Greetings Optimizers, today I would like to discuss a recent investment, and dissect the reasoning that went in to it. 2 weeks ago, after WFC earnings, the stock dropped significantly. It had been trading in the $53 range before its earnings announcement. The earnings miss was significant. The estimate was $1.12 and earnings came in at .60 per share, mostly due to higher legal costs due to the recent scandal, and lower interest rates impacting their net interest rate margin. I saw this as an opportunity, since Wells has a wide economic moat, a strategy for cross selling products to customers, and a healthy dividend. when it dropped to the $50 dollar range, I decided to buy.
Fast forward to today, the pain for the stock has continued for another week, but now it seems the stock has gained its footing in the $47.50 context. Currently, my investment is down about $675 dollars. I tried to catch a falling knife, and got cut on the way down. This is probably a valuable lesson not to pull the trigger to early on a stock that is down on negative sentiment. I see this one as a long term hold for me, and would consider subsequent buys since the stock is currently yielding a healthy 4.3%. I will happily get paid to wait for the stock to recover, especially since Wells has been raising its dividend by an average of 8.2% for the past 3 years. Its pay out ratio is currently 35.12% of earnings so the dividend is safe by most metrics, and has no reason not to grow.
The bank has committed to an aggressive buyback program, which will help bolster the stock price, announcing a 23. billion dollar program in 2019. By reducing the number of shares outstanding, it will help boost earnings per share (EPS) in future quarters. The stock currently trades at 11.75 current earnings and 10 times the forward price to earnings ratio quite similar to its banking peers. Wells is also a Free Cash Flow monster, producing $4.69 dollars of FCF per share in 2019, more than twice that of what Bank of America BAC produces at $2.17 per share.
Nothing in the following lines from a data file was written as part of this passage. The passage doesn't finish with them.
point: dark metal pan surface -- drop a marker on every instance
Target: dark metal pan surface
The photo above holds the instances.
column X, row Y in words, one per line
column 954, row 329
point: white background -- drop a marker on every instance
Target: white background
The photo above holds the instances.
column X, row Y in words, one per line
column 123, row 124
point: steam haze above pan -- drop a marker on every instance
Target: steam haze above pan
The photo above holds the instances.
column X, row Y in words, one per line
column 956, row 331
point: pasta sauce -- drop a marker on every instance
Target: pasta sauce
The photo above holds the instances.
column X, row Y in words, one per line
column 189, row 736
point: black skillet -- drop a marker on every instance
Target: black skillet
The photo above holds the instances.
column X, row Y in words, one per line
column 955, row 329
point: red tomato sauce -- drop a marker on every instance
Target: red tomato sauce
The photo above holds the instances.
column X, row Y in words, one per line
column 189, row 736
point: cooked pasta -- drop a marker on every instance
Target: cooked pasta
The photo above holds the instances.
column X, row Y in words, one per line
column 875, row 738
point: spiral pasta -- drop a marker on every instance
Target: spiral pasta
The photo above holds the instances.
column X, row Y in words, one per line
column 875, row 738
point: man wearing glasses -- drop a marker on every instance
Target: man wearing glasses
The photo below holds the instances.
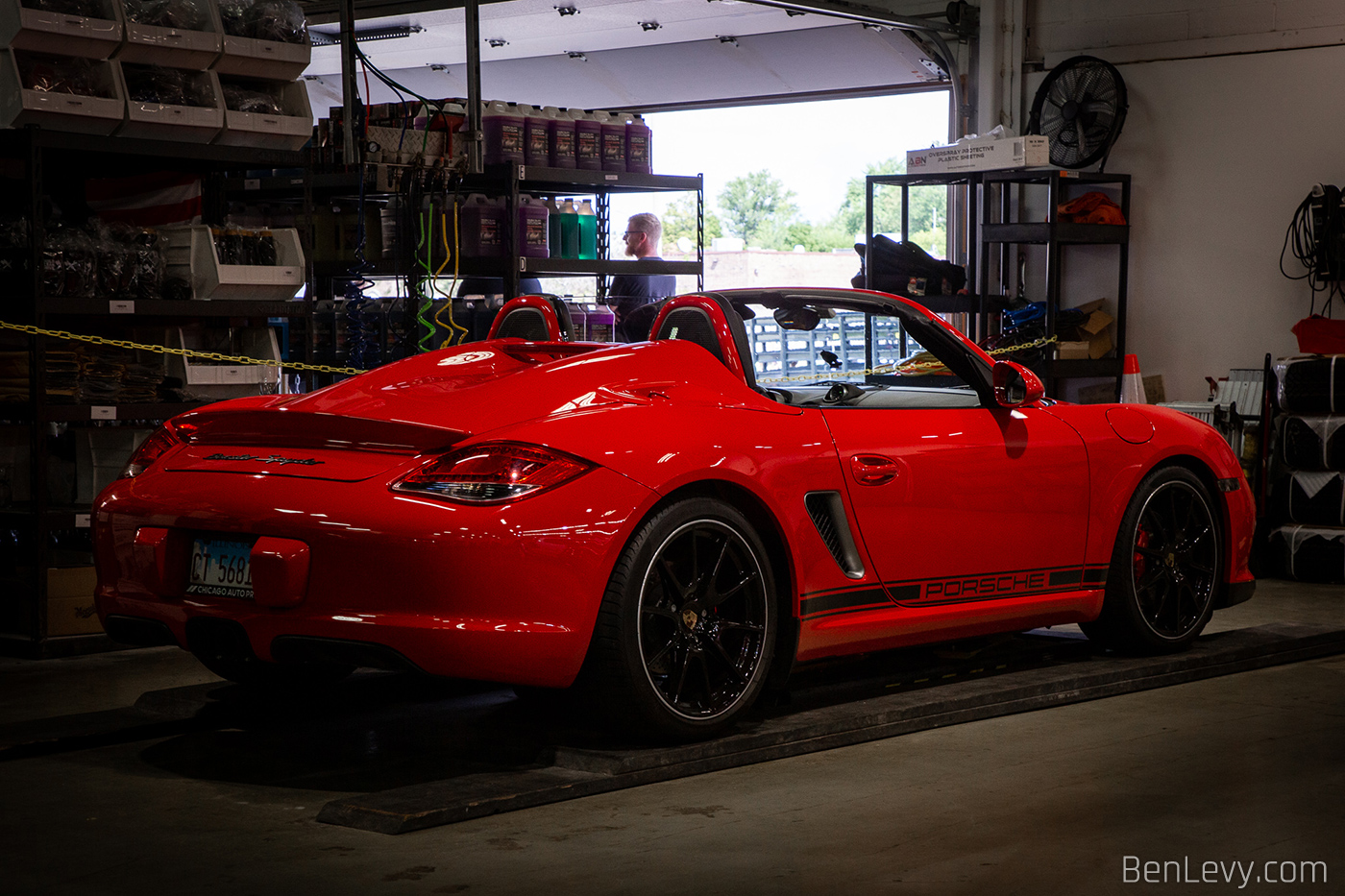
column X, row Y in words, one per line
column 629, row 292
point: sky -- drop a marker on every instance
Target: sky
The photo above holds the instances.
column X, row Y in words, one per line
column 814, row 148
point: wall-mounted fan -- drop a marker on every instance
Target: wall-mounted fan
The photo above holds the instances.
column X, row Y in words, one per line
column 1080, row 107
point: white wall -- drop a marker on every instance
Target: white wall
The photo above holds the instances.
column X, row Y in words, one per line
column 1221, row 150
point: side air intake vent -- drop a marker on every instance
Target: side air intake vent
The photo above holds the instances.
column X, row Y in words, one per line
column 827, row 513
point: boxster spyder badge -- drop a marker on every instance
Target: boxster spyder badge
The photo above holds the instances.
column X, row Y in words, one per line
column 268, row 459
column 668, row 525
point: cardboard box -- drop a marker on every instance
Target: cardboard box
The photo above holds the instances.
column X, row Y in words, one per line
column 70, row 606
column 982, row 154
column 1091, row 338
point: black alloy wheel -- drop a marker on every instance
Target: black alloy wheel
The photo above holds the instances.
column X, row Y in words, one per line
column 686, row 633
column 1165, row 568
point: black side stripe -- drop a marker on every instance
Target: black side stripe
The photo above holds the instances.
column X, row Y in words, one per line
column 955, row 590
column 844, row 600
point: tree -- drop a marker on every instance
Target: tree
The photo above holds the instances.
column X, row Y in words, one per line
column 928, row 208
column 755, row 201
column 800, row 233
column 679, row 221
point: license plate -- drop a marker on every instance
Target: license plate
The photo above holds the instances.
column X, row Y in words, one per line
column 221, row 568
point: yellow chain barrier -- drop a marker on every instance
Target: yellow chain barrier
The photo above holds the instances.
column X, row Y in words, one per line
column 184, row 352
column 917, row 366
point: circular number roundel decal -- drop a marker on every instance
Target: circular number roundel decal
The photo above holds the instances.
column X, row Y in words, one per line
column 466, row 358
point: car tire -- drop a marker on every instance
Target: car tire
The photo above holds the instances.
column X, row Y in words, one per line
column 1165, row 567
column 688, row 626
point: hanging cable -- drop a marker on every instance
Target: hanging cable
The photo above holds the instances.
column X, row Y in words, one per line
column 427, row 296
column 360, row 327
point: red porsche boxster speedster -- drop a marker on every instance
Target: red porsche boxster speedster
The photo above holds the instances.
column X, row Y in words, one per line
column 776, row 475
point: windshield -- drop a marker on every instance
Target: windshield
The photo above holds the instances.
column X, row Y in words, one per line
column 846, row 350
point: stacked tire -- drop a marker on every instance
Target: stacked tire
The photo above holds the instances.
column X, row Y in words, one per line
column 1308, row 496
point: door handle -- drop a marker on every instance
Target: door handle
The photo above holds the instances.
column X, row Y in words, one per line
column 873, row 470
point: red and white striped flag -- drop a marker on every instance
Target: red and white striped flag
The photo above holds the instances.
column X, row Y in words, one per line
column 147, row 201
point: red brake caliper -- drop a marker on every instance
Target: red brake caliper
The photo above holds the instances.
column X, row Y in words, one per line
column 1140, row 541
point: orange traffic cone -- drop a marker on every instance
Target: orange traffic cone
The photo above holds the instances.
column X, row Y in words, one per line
column 1132, row 383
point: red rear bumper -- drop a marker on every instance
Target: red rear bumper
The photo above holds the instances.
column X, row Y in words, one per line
column 498, row 593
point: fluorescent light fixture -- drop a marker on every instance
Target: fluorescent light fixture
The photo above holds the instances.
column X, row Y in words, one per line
column 327, row 37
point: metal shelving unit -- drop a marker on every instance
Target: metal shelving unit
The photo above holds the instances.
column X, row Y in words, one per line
column 1002, row 228
column 56, row 166
column 961, row 213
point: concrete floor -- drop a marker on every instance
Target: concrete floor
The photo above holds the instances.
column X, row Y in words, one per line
column 1247, row 768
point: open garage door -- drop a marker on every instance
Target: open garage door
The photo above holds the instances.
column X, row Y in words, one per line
column 631, row 54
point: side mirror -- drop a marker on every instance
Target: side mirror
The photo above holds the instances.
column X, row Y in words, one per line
column 1015, row 385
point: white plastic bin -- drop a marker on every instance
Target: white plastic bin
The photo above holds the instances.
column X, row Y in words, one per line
column 190, row 254
column 256, row 54
column 211, row 379
column 171, row 121
column 101, row 453
column 174, row 47
column 97, row 114
column 73, row 36
column 288, row 131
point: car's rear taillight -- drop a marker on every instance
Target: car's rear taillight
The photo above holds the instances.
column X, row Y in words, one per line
column 493, row 472
column 151, row 449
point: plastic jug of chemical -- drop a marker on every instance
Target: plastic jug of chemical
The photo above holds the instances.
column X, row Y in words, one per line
column 537, row 136
column 480, row 225
column 614, row 140
column 503, row 128
column 578, row 321
column 531, row 228
column 639, row 145
column 600, row 322
column 588, row 141
column 588, row 230
column 562, row 137
column 553, row 228
column 569, row 229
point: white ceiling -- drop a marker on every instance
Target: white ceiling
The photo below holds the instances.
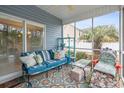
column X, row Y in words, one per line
column 69, row 12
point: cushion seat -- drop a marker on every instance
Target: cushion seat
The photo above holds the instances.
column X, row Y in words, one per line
column 52, row 63
column 36, row 69
column 105, row 68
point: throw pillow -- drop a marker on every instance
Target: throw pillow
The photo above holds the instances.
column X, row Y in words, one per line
column 38, row 59
column 46, row 55
column 57, row 55
column 28, row 60
column 62, row 53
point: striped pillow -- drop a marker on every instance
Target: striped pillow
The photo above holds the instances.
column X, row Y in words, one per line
column 45, row 55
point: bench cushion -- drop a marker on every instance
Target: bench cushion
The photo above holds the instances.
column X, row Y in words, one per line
column 52, row 63
column 36, row 69
column 105, row 68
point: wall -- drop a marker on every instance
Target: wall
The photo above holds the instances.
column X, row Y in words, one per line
column 33, row 13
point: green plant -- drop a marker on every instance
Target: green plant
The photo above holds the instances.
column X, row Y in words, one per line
column 79, row 55
column 100, row 34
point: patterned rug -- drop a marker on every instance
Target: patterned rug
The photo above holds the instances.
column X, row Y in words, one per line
column 55, row 79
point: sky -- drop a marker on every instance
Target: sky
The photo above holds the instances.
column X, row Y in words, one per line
column 108, row 19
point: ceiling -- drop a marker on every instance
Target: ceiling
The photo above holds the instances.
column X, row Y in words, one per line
column 70, row 13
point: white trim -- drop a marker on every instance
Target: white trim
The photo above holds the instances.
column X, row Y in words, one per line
column 19, row 19
column 122, row 44
column 25, row 22
column 24, row 38
column 10, row 76
column 44, row 37
column 93, row 13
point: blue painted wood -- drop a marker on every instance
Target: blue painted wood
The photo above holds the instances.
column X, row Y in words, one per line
column 33, row 13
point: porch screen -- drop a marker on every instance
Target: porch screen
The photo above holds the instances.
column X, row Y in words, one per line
column 34, row 37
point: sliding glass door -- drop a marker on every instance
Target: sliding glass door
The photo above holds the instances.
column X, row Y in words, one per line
column 10, row 38
column 13, row 37
column 34, row 37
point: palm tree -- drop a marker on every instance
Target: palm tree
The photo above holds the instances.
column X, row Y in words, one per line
column 100, row 34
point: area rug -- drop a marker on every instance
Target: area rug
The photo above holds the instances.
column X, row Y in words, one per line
column 55, row 78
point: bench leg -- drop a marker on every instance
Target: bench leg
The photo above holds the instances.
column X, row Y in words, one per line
column 29, row 85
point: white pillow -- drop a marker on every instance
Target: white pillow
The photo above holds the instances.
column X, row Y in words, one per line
column 62, row 53
column 38, row 59
column 28, row 60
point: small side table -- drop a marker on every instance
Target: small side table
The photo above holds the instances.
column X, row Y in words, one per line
column 82, row 63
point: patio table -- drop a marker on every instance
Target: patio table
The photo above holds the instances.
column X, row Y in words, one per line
column 82, row 63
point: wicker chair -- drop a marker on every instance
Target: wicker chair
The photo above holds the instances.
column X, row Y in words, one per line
column 104, row 72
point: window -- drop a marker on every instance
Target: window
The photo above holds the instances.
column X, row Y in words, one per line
column 34, row 37
column 10, row 37
column 106, row 32
column 12, row 42
column 84, row 39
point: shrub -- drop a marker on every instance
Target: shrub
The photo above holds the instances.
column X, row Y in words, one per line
column 79, row 55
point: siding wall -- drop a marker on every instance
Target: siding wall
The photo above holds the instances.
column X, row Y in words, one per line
column 33, row 13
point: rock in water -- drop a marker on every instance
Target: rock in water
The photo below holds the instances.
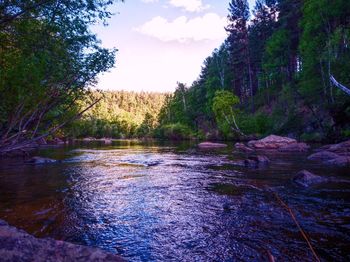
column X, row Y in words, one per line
column 271, row 142
column 242, row 147
column 37, row 160
column 305, row 178
column 338, row 161
column 323, row 155
column 17, row 245
column 211, row 145
column 256, row 161
column 295, row 147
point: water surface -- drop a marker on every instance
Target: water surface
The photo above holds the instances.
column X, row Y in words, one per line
column 173, row 202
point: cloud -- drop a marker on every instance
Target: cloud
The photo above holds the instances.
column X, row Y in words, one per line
column 189, row 5
column 207, row 27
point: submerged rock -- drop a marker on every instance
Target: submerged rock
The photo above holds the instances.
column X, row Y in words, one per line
column 17, row 245
column 256, row 161
column 107, row 141
column 211, row 145
column 242, row 147
column 37, row 160
column 305, row 178
column 295, row 147
column 338, row 161
column 323, row 155
column 271, row 142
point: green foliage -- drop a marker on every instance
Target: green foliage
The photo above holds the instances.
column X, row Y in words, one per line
column 225, row 114
column 48, row 60
column 175, row 131
column 278, row 67
column 119, row 114
column 258, row 124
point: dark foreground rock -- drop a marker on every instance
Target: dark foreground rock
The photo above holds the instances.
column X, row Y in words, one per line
column 37, row 160
column 17, row 245
column 208, row 145
column 305, row 178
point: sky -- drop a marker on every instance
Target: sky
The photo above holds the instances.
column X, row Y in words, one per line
column 160, row 42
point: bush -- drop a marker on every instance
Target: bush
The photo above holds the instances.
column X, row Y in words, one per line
column 175, row 131
column 259, row 124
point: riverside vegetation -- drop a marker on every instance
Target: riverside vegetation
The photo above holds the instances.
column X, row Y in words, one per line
column 283, row 69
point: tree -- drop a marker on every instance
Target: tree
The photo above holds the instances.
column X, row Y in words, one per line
column 48, row 59
column 223, row 104
column 239, row 48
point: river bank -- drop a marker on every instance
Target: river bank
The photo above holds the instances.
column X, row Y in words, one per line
column 160, row 201
column 17, row 245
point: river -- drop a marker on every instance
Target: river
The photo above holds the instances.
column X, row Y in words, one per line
column 173, row 202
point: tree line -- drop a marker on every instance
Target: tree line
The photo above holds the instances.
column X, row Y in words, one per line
column 274, row 73
column 119, row 114
column 49, row 59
The company, and new CEO Charles Scharf have much work to do. The reputational damage done by the fake accounts scandal has severely impacted market sentiment for the stock. This will not be easily undone. Warren Buffet once said, “it takes 20 years to build a reputation, and 5 minutes to ruin it” Scharf has learned from the best, spending years under Jamie Dimon at JP Morgan Chase. Dimon was at the helm of JPM during the “London Whale” scandal where a rogue traders series of credit default swap trades went south and trading losses of $6 billion were realized. Since that scandal, JP Morgan has cemented itself as the premiere investment bank and Dimon is now on the Mount Rushmore of CEOs on Wall Street.
In Conclusion, my position in WFC is still in the hole, but I consider time and the markets on my side. From almost every statistical measure the stock is moderately valued and will pay me to wait. I would love to get peoples opinions on this position, especially those who care to play devils advocate. I am passionate about investing, but I strongly feel that patience and OBJECTIVITY is paramount when your own money is at stake. I appreciate your feedback and thank you for reading!